Lepramuseum zeigt einen anderen Aspekt des 30jährigen Krieges

23.01.1998

Ausstellung „Kinderhaus 1648, das Leprosenhaus der Stadt Münster in Krieg und Frieden“ im Lepramuseum Kinderhaus

(SMS) 336 Jahre lang, von 1333 bis 1661, war Kinderhaus ein Leprosorium. Hier lebten an der Seuche erkrankte Männer und Frauen aus der Stadt Münster, zuweilen wurden „vagierende“ (umherstreifende) Leprose aufgenommen. Am Sonntag, 25. Januar, dem Weltlepratag, eröffnet die Deutsche Gesellschaft für Leprakunde im Lepramuseum Kinderhaus, die Ausstellung „Kinderhaus 1648, das Leprosenhaus der Stadt Münster in Krieg und Frieden“ einen anderen Blick auf die Stadt und die Zeit des Westfälischen Friedens. Bis zum 28. Juni wird die Ausstellung jeden Sonntag von 15 bis 17 Uhr zu sehen sein.

Die Quellen, aus denen der Historiker Dr. Ralf Klötzer die Austellung konzipiert hat, stellte überwiegend das Stadtarchiv zur Verfügung. Auf sechs Tafeln sind 96 Ausstellungselemente zu einem Rundgang zusammengestellt, die einen Einblick in die Geschichte des Leprosoriums geben. Besonders für das 17 Jahrhundert, das Jahrhundert des 30jährigen Krieges, ist das Material so gut, daß es Einblicke in das Leben der Bewohner gestattet und auch ein Licht auf das Leben in der nahen Stadt wirft.

Für die Jahre von 1615 bis 1676 konnte Dr. Klötzer eine vollständige Liste der Bewohner des Leprosoriums aufstellen. 13 Männer und zehn Frauen lebten hier in diesem Zeitraum - die meisten von ihnen bis zu ihrem Tod - unter der geistlichen Obhut eines Pastors und eines Küsters, der gleichzeitig Pächter der Landwirtschaft war.

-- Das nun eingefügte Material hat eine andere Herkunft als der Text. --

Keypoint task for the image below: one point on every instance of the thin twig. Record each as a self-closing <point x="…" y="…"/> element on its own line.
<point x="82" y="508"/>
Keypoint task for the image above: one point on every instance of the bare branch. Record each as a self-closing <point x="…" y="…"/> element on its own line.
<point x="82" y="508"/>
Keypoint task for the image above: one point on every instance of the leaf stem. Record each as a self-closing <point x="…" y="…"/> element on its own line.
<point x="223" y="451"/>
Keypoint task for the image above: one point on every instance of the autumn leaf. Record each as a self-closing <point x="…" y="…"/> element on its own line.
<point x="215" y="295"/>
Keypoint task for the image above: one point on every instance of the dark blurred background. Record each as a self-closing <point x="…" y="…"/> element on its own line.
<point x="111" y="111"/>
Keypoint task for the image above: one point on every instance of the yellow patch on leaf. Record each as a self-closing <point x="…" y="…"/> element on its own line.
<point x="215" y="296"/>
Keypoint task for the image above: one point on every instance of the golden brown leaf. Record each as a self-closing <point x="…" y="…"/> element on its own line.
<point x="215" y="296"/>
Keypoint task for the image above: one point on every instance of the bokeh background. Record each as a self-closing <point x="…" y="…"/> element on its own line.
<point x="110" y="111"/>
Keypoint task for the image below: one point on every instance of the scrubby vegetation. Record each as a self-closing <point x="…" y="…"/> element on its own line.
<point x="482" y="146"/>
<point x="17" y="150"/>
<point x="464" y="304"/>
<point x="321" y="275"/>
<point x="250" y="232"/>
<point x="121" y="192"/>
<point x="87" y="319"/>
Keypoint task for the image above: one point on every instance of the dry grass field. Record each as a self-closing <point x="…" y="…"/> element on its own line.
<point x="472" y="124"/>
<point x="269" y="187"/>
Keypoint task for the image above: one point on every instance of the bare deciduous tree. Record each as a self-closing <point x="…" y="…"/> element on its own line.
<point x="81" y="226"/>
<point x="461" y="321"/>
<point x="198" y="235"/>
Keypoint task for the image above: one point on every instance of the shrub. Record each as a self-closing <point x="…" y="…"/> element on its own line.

Die Urkunden, Rechnungen, Inventare und Rechtsakte der Ausstellung geben auch Eindrücke von einer unbekannten oder wenig beachteten Wirklichkeit des 30jährigen Krieges: Das Leprosorium wurde gut bewirtschaftet und war durchaus wohlhabend. 1636 wurden die Leprosen für mehrere Wochen von kaiserlichen Soldaten vertrieben. Als sie abrückten, hinterließen die Soldaten ziemliche Verwüstungen - sogar das Glockenseil des Kirchturms hatten sie mitgenommen. Die Ratsherren der Stadt ließen sich zu ihrer alljährlichen Inspektion in diesem Jahr von 14 Stadtsoldaten eskortieren.

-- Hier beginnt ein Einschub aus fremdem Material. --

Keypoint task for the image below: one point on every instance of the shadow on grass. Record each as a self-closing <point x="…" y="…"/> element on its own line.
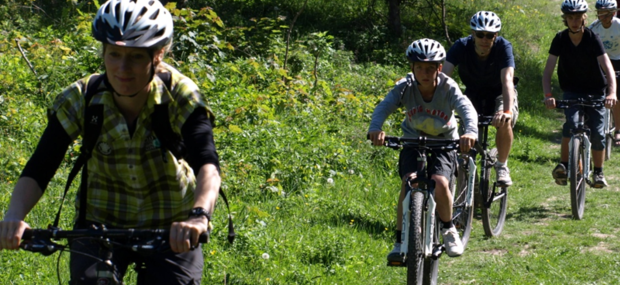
<point x="537" y="213"/>
<point x="361" y="222"/>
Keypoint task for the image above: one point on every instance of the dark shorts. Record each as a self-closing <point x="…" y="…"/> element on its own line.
<point x="440" y="162"/>
<point x="488" y="107"/>
<point x="595" y="120"/>
<point x="159" y="268"/>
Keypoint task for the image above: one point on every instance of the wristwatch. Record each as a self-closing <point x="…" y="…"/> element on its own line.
<point x="198" y="212"/>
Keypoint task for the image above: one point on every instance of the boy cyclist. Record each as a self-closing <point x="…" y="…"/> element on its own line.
<point x="582" y="61"/>
<point x="430" y="98"/>
<point x="607" y="28"/>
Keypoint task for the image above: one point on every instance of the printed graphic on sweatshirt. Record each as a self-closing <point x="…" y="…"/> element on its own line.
<point x="430" y="121"/>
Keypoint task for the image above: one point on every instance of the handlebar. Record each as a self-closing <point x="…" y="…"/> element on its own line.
<point x="420" y="142"/>
<point x="565" y="104"/>
<point x="142" y="240"/>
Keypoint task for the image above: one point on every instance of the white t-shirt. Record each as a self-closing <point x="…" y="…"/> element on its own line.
<point x="610" y="37"/>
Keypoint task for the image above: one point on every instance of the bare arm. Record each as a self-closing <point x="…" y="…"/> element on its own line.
<point x="184" y="234"/>
<point x="25" y="196"/>
<point x="552" y="60"/>
<point x="501" y="119"/>
<point x="608" y="68"/>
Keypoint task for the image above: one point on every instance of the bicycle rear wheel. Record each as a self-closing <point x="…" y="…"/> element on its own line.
<point x="415" y="250"/>
<point x="494" y="198"/>
<point x="462" y="215"/>
<point x="577" y="178"/>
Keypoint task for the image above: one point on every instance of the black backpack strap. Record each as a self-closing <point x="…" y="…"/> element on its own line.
<point x="93" y="121"/>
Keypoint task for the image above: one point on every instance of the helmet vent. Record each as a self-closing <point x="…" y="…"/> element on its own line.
<point x="154" y="15"/>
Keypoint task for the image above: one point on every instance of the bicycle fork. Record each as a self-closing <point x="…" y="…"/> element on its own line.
<point x="428" y="221"/>
<point x="586" y="163"/>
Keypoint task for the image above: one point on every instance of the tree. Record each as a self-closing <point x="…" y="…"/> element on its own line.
<point x="394" y="24"/>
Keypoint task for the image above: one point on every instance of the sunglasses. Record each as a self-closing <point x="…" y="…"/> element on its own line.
<point x="481" y="35"/>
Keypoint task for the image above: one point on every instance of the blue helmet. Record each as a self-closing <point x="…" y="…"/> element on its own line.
<point x="574" y="6"/>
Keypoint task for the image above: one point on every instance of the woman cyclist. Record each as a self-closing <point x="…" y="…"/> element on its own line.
<point x="430" y="99"/>
<point x="131" y="181"/>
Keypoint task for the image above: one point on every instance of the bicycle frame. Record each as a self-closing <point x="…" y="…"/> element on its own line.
<point x="581" y="131"/>
<point x="427" y="187"/>
<point x="586" y="151"/>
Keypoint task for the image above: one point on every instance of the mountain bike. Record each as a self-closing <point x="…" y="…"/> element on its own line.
<point x="492" y="197"/>
<point x="142" y="241"/>
<point x="421" y="238"/>
<point x="579" y="168"/>
<point x="610" y="132"/>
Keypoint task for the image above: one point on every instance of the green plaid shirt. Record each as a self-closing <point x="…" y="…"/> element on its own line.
<point x="129" y="184"/>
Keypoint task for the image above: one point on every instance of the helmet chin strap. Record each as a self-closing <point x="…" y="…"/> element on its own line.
<point x="578" y="31"/>
<point x="147" y="83"/>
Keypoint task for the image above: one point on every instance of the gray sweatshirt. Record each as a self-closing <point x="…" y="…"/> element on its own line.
<point x="432" y="119"/>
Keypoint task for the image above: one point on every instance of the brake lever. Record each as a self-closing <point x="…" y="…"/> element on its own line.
<point x="44" y="247"/>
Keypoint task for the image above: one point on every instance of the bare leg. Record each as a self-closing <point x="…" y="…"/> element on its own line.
<point x="503" y="140"/>
<point x="564" y="149"/>
<point x="598" y="157"/>
<point x="443" y="196"/>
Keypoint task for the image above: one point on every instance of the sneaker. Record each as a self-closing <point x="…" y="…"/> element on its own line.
<point x="559" y="174"/>
<point x="503" y="175"/>
<point x="394" y="255"/>
<point x="599" y="180"/>
<point x="452" y="242"/>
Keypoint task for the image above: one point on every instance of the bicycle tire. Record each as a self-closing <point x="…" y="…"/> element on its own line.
<point x="494" y="198"/>
<point x="462" y="215"/>
<point x="415" y="250"/>
<point x="431" y="264"/>
<point x="577" y="179"/>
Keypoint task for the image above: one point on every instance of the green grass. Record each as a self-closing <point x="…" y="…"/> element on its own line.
<point x="280" y="142"/>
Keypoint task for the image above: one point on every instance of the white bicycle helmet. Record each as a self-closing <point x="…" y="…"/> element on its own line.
<point x="133" y="23"/>
<point x="426" y="50"/>
<point x="574" y="6"/>
<point x="606" y="4"/>
<point x="485" y="21"/>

Im Laufe des 17. Jahrhunderts nahmen die Lepraerkrankungen in der Region ab, und nach der Unterwerfung Münsters durch Christoph Bernhard von Galen wurde das Haus 1661 in ein Werkhaus für erwerbslose Jugendliche umgewandelt. Einige Jahre später entstand dort ein Armenhaus. Neben den Hauptthemen, der Kinderhauser Lebensgemeinschaft und dem 30jährigen Krieg, thematisiert die Ausstellung die Kriegsfolgen und die Verwaltung des Leprosoriums durch den Rat der Stadt Münster.

Die ganze Informationsfülle der Ausstellung, von der Abbildung des Kinderhauser Siegels bis zu den Aktenvermerken über Rechtsbrüche, ist in einen Katalog (14 Mark) eingegangen. Sonntags werden im Lepramuseum, Kinderhaus 15, Führungen angeboten, weitere Termine für Ausstellungsbesuche können mit Dr. Ivo Just von der Gesellschaft für Leprakunde, Telefon 28 510, vereinbart werden.